Cheguei a pensar que o assunto poderia ser superado brevemente pela extinção da diferenciação entre banheiros masculino/feminino, quando todos passariam a ser unissex. Mas que nada, o livro Mulheres Invisíveis de Caroline Criado Perez conta que quando foi feita a integração dos sanitários no Centro de Artes Barbican, em Londres, a situação só se agravou. É que simplesmente os dois banheiros passaram a ser unissex com desvantagem para as mulheres que não podem, evidentemente, usar os mictórios masculinos enquanto os homens passaram a usar também as cabines antes exclusivas para as mulheres. Este livro, aliás, considero leitura obrigatória para todos que se inquietam com estruturas discriminatórias e especialmente necessário para arquitetos, planejadores e administradores públicos. É assustadora a discriminação que as mulheres sofrem, na cidade, de forma invisível.

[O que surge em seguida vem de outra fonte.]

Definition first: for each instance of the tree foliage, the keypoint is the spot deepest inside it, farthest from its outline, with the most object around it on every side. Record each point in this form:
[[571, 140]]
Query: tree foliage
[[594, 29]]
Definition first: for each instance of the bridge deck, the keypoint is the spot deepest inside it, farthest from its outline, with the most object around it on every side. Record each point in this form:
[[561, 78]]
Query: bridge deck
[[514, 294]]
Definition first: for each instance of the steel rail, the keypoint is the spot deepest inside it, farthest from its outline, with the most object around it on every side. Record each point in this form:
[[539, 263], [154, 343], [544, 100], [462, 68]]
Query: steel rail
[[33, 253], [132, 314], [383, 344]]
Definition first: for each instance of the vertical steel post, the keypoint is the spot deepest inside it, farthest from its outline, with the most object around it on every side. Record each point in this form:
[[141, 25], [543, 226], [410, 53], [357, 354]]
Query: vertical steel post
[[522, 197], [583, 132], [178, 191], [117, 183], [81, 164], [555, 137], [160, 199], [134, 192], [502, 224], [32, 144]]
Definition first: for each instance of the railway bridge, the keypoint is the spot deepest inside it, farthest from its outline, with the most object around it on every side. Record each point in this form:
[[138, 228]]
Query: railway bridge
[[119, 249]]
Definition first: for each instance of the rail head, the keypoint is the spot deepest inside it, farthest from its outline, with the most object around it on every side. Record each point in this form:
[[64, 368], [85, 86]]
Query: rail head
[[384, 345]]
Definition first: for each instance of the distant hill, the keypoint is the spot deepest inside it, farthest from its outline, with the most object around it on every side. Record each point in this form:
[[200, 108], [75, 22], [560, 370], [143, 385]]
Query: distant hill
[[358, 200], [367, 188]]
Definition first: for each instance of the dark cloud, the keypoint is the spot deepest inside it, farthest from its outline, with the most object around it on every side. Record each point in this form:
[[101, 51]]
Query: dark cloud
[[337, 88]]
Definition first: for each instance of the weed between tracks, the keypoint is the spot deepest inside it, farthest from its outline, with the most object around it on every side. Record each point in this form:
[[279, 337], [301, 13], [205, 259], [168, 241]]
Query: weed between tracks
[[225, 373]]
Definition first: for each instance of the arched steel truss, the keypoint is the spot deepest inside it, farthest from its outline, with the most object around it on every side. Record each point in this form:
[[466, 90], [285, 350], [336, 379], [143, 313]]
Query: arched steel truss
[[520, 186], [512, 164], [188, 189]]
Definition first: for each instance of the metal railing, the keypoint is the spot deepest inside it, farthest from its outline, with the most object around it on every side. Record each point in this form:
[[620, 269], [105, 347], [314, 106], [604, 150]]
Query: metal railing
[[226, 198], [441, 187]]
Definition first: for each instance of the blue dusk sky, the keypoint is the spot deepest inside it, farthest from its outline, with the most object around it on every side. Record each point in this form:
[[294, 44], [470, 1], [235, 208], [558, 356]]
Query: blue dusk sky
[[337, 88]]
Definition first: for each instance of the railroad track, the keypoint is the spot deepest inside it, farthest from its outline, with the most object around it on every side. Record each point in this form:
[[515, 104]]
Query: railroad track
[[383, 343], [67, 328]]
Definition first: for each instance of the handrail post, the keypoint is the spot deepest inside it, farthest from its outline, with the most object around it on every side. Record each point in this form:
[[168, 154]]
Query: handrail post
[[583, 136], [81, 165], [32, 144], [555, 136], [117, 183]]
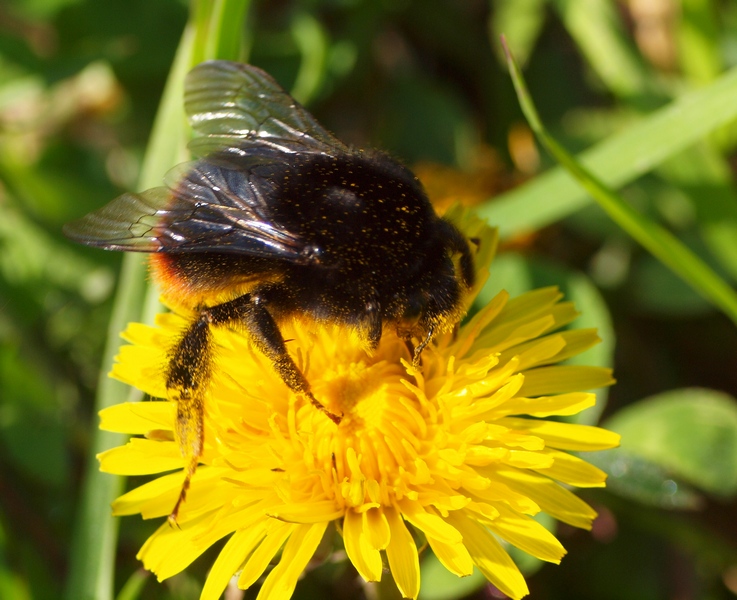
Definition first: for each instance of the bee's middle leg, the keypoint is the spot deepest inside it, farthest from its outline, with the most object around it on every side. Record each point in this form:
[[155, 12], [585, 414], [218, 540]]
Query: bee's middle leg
[[250, 311]]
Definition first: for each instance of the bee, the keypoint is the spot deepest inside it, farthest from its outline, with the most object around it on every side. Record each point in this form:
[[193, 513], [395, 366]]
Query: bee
[[273, 219]]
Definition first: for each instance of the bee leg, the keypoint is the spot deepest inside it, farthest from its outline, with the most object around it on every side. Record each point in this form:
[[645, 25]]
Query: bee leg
[[420, 347], [372, 324], [187, 380], [250, 311]]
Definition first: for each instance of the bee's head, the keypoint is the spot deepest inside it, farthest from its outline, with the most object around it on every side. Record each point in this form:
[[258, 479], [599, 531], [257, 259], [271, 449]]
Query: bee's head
[[435, 302]]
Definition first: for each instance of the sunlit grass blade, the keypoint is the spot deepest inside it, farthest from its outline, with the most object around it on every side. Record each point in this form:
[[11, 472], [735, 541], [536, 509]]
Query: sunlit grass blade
[[618, 160], [92, 561], [660, 242]]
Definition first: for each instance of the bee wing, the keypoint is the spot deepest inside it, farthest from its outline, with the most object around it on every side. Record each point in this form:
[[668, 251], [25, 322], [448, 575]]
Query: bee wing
[[205, 209], [126, 223], [234, 107]]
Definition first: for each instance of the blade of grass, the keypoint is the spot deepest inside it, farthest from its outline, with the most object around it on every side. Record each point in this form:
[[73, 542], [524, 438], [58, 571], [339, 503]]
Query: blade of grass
[[92, 561], [618, 160], [660, 242], [214, 31]]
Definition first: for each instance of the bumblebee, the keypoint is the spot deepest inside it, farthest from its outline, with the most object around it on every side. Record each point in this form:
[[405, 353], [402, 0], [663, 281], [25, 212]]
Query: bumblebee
[[276, 218]]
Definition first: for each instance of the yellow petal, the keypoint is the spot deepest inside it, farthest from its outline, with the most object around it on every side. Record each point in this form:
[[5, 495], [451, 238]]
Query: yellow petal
[[141, 457], [376, 528], [546, 406], [544, 381], [138, 417], [573, 470], [565, 436], [454, 557], [361, 553], [307, 512], [277, 534], [491, 559], [298, 551], [428, 522], [527, 534], [171, 549], [231, 557], [402, 554], [548, 495]]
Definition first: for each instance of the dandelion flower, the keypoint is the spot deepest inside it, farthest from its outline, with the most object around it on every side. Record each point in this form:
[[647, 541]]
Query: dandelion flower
[[460, 454]]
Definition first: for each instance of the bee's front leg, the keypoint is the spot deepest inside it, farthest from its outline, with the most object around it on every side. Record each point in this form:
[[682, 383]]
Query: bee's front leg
[[250, 311], [187, 381]]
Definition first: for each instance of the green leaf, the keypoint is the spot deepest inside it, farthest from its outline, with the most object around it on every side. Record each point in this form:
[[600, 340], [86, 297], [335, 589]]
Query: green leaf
[[642, 480], [692, 433], [660, 242], [92, 562], [596, 27], [437, 583], [617, 160], [519, 20]]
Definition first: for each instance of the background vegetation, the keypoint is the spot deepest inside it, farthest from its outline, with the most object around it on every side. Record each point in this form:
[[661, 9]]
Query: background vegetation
[[647, 88]]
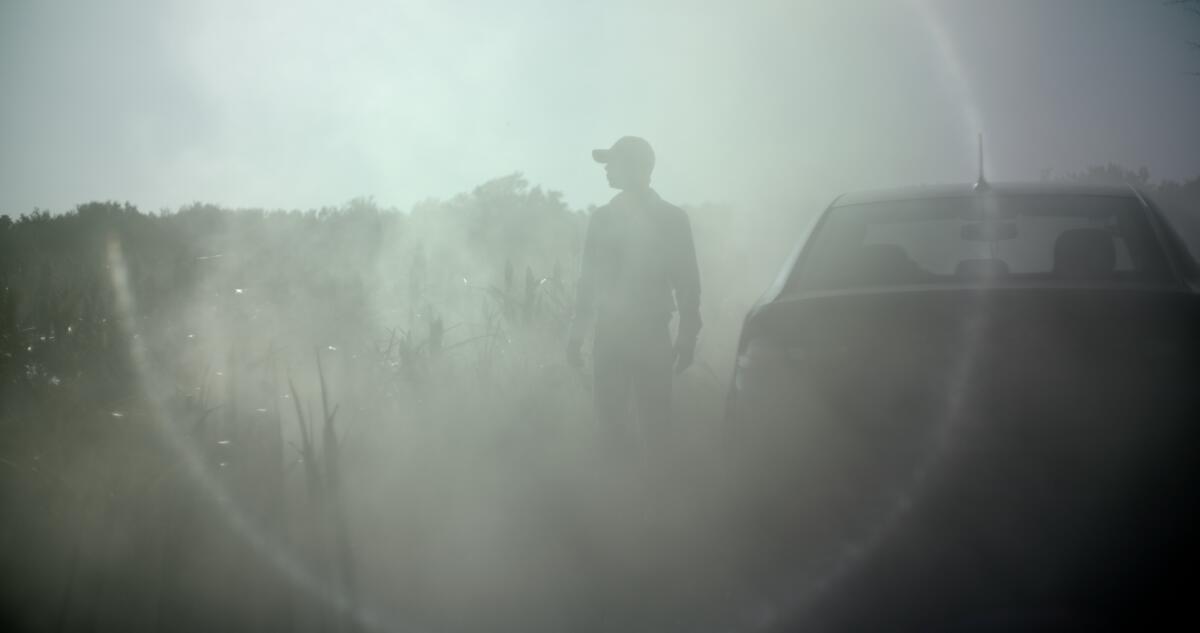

O fato é que o Código de Obras do Município, que regula as condições mínimas de higiene e conforto das edificações, foi elaborado por cabeças masculinas. É nele que está a injustiça. Ali é exigido, em função da lotação de uma determinada casa de espetáculos, por exemplo, 6 vasos sanitários para as mulheres e 5 vasos sanitários mais 5 mictórios para os homens. Sim, está assim na lei há décadas. Ora, a diferença de critérios é flagrante. E se lembrarmos que, convenhamos, a vestimenta masculina é muito mais prática para a atividade mictória do que a feminina, temos um quadro bem definido do machismo estrutural nos sanitários dos nossos teatros.
Mas alguns poderiam dizer que o código de obras é apenas um referencial para os mínimos legais. De acordo. E isso é mais revelador ainda. Os profissionais arquitetos, homens e mulheres (o machismo não tem sexo) que poderiam reequilibrar o jogo, seguem projetando com as mesmas proporções do código de obras. Não sei se é sem pensar ou se são pressionados pelos contratantes. Não sei dizer. É uma questão que me intriga há muito tempo e me espanto de como ninguém muda isso.
Para mim esse é apenas um bom exemplo de como o machismo pode se entranhar na legislação sem que ninguém perceba, ninguém reclame e tenha sua normalidade assegurada. Tipo: a vida é assim, minhas senhoras, a fila dos banheiros lhes pertence, não há nada a fazer.
Se o problema do machismo na arquitetura estivesse só na questão dos banheiros femininos, seria muito fácil chegarmos a uma cidade igualitária. A sua invisibilidade até que é muito visível, convenhamos. Mas, não, esse é só um exemplo de como as mulheres não são consideradas nas suas necessidades particulares. Igualdade não é aplainar diferenças. Justo o contrário, é percebê-las e acomodá-las. E já que puxei o assunto, não posso deixar de incluir as pessoas com deficiência. Ignorados por muito tempo, só recentemente a sua visibilidade gritante passou a ser percebida e incluída na legislação.
Já passou da hora de prestar atenção na relação das mulheres com a arquitetura e a cidade. Elas precisam de soluções específicas para problemas que vão muito além das filas nos banheiros. Basta ouvi-las para saber quais são.